4. Angels’ timing is abysmal. They scored 14 runs on Wednesday. Two days too soon.


5. When’s the last time the Angels scored 14 runs twice in the same week?

* The last word on the plight of Jim Abbott, courtesy Angels assistant general manager Tim Mead: “Did we make a mistake in the off-season of 1989 when we spent $15 million on Mark Langston, who went out and finished 10-17 the next year? And went 19-8 a year later? How did anyone expect the most sought-after free agent of that winter to lose 17 games? You don’t even think about it anymore . . . It’s baseball. You don’t explain anything in baseball.”

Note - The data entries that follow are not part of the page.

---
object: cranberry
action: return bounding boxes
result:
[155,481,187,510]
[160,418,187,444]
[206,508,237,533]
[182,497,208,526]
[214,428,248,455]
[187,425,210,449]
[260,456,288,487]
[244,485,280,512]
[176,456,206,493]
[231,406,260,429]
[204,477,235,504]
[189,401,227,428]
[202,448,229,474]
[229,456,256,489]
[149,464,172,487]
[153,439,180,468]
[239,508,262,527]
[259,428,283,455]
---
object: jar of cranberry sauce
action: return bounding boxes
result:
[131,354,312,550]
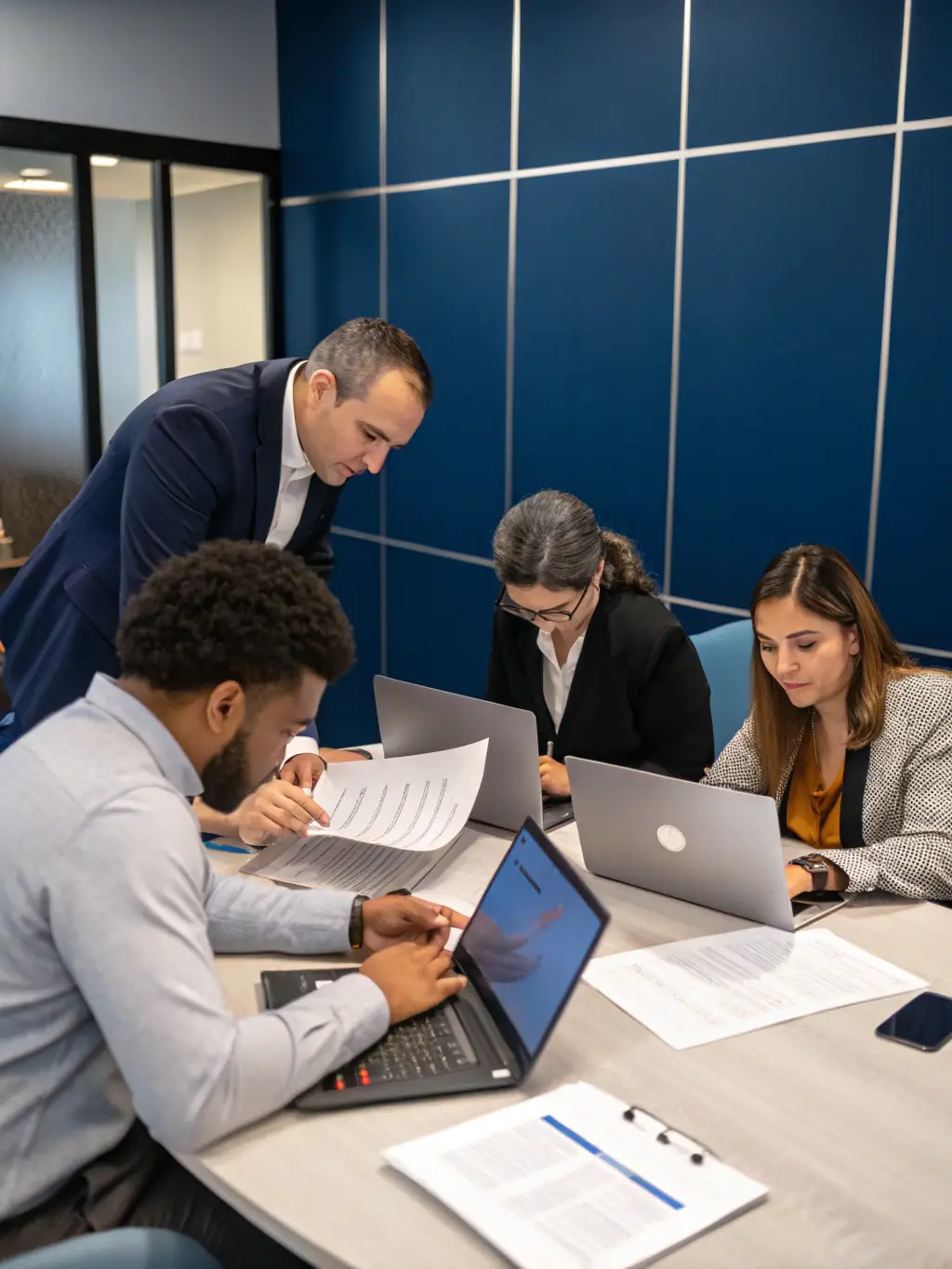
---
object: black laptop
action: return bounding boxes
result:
[261,820,608,1110]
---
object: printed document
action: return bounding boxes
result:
[241,740,489,894]
[585,926,925,1048]
[383,1084,767,1269]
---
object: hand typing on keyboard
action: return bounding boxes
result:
[363,894,467,952]
[361,939,466,1023]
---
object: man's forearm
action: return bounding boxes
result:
[205,874,354,956]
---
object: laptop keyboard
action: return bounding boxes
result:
[321,1009,479,1092]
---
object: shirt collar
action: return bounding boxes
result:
[536,626,588,674]
[86,674,202,797]
[281,362,313,476]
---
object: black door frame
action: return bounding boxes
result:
[0,115,284,470]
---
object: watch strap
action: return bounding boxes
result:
[791,855,830,890]
[347,894,369,952]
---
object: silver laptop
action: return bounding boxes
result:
[373,674,573,832]
[566,758,845,932]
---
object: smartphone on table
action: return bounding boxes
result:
[876,991,952,1053]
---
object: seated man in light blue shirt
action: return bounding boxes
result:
[0,540,463,1269]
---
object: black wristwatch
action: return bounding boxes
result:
[789,855,830,890]
[347,894,369,952]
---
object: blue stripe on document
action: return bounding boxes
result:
[542,1114,684,1212]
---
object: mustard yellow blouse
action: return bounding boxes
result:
[787,729,843,851]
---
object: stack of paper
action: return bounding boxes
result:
[241,740,489,896]
[585,926,925,1048]
[383,1084,767,1269]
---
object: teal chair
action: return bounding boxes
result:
[4,1230,221,1269]
[692,620,754,754]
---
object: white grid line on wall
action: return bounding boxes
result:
[377,0,390,674]
[663,0,691,591]
[281,114,952,206]
[503,0,522,511]
[865,0,913,588]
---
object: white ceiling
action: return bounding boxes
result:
[0,150,261,199]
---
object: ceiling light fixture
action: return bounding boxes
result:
[4,178,70,194]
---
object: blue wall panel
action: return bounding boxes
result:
[284,198,379,533]
[670,606,751,635]
[906,0,952,119]
[278,0,379,197]
[671,137,892,606]
[688,0,904,146]
[317,533,381,748]
[387,184,509,556]
[386,0,513,184]
[513,163,678,581]
[519,0,684,167]
[387,549,499,696]
[873,128,952,649]
[277,0,952,665]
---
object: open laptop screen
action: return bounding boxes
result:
[456,824,608,1058]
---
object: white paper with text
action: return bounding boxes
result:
[383,1084,767,1269]
[585,926,925,1048]
[241,740,489,894]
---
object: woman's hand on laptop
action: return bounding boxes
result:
[783,865,813,898]
[538,754,570,797]
[361,939,466,1023]
[363,894,469,952]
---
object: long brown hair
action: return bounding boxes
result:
[750,546,918,794]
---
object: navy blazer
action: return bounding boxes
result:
[0,359,340,731]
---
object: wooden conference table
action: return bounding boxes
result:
[193,825,952,1269]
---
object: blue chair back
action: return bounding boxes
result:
[4,1230,221,1269]
[692,620,754,754]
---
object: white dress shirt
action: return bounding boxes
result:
[536,630,585,731]
[265,362,313,550]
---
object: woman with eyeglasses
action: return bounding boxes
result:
[706,546,952,900]
[486,490,713,797]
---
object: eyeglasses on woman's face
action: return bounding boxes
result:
[496,583,590,625]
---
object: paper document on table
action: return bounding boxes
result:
[241,740,489,894]
[585,926,925,1048]
[383,1084,767,1269]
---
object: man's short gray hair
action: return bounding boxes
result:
[305,317,433,410]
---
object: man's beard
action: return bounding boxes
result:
[202,729,254,814]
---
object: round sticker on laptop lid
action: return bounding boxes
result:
[657,824,688,851]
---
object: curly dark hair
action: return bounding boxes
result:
[115,540,354,692]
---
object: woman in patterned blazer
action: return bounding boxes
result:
[706,546,952,898]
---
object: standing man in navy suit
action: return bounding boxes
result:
[0,317,433,827]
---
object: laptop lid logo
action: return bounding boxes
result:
[656,824,688,853]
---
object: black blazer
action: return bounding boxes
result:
[486,587,713,780]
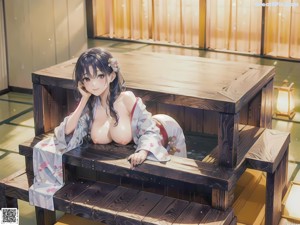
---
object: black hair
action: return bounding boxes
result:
[74,48,125,126]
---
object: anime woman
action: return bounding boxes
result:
[30,48,187,210]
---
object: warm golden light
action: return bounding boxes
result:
[274,80,295,119]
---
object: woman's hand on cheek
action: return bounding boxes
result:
[128,150,149,169]
[78,82,91,99]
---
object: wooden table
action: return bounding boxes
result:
[15,50,289,224]
[32,49,275,168]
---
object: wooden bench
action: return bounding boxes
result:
[0,170,236,225]
[1,126,289,224]
[1,51,289,225]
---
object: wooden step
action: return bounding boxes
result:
[0,171,234,225]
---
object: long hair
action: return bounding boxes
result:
[74,48,125,126]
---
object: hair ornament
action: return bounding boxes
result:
[108,58,120,73]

* At first glance, Gary DiSarcina’s new $12-million contract looks a tad rich for a .231 hitter. At second glance, his contract, along with Snow’s new one, locks up the team’s two most important infielders through the end of the decade. At third glance, wasn’t DiSarcina the Angels’ most valuable player last season? The post-Aug. 3 numbers do not lie . . .

* Darin Erstad has the speed and the swing to cure the team’s top of the order ills, but unless the rules change before Jim Edmonds’ return from the disabled list, the Angels probably won’t be able to start an outfield of Edmonds, Erstad, Tim Salmon and Garret Anderson. Proposed project for this trip: “Darin, this here is third base. You stand to the right of it, we’ll hit you some grounders.” . . .


* Paul Kariya wins the Lady Byng Award. Finally, the Ducks beat the Florida Panthers to something . . .

* Mario Lemieux is voted NHL MVP. Michael Jordan is voted NBA MVP. And they say major league baseball lacks imagination . . .

* Dodgers decide to haze rookie Chan Ho Park by cutting the pant legs and coat sleeves off his expensive suit, wrecking his dress shirt and nailing his shower towel to his locker stall. Park responds by throwing a plate of sauteed mushrooms, cursing and crying. Dodgers respond by complaining that Park can’t take a joke and ruined all their fun. Ladies and gentlemen, boys and girls, it’s Act-Like-Little League World Series, also known as the Immaturity Stakes, and it looks as if they’re headed for extra innings . . .

* What if there was a baseball team made up of nine Rex Hudlers? “It would be a team that’d be pretty hard to live with,” Hudler says. “And I imagine it would drive Lach insane. It’d be great in the emotion department, but we’d be hurtin’ in talent.”